Since the Senate hearings of the early 1930s, which examined the Wall Street practices and conspiracies that led to the 1929-1932 stock market collapse and Great Depression, there have been rumblings that Wall Street’s system for lending stock for traders to short is a viper’s nest of ripoffs. Now two major law firms, Quinn Emanuel Urquhart & Sullivan and Cohen Milstein are suing six of the largest Wall Street banks, alleging that they illegally colluded in this market.
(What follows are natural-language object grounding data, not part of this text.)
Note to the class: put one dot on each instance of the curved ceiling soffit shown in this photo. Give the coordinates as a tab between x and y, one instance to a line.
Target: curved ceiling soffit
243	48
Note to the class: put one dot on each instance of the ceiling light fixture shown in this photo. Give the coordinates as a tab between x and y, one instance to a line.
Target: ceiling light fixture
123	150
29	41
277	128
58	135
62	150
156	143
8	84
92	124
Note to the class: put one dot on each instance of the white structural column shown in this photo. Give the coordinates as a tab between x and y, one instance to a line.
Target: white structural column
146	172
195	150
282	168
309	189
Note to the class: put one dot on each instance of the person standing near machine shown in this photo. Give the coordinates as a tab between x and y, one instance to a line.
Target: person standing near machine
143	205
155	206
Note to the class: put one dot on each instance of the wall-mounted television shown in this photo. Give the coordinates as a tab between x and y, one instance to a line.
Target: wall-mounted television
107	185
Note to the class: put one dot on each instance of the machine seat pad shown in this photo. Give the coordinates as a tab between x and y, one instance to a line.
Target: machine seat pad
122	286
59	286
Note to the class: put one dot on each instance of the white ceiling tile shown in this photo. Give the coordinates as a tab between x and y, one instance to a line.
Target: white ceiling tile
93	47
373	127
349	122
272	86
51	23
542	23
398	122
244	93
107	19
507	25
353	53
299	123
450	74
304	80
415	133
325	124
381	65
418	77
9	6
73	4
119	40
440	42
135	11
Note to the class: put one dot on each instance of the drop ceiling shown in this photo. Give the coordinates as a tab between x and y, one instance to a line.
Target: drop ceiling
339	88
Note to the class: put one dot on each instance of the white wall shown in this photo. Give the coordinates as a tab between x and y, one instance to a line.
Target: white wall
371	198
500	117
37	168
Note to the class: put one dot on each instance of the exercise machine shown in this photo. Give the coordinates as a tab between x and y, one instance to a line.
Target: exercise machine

The defendants are the usual suspects: JPMorgan Chase, Goldman Sachs, Bank of America, Morgan Stanley, Credit Suisse, UBS and their stock lending units. (The only surprise here is that Citigroup is not named.)...Wall Street On Parade
Wall Street Banks Sued Again for Conspiring to Control a Market
Pam Martens and Russ Martens
1 comment:
Someone a few years back mentioned that what the banks do, abetted by extensive government privilege, is enable the so-called creditworthy to sell fiat short.
Yet it's deficit spending by the monetary sovereign that get's the blame for the resulting loss in purchasing power!
So I advise MMT advocates to seriously embrace deprivileging the banks if they wish to MAXIMIZE the ability of the monetary sovereign to net create fiat for a given amount of price inflation - aside from it's THE RIGHT THING TO DO ANYWAY!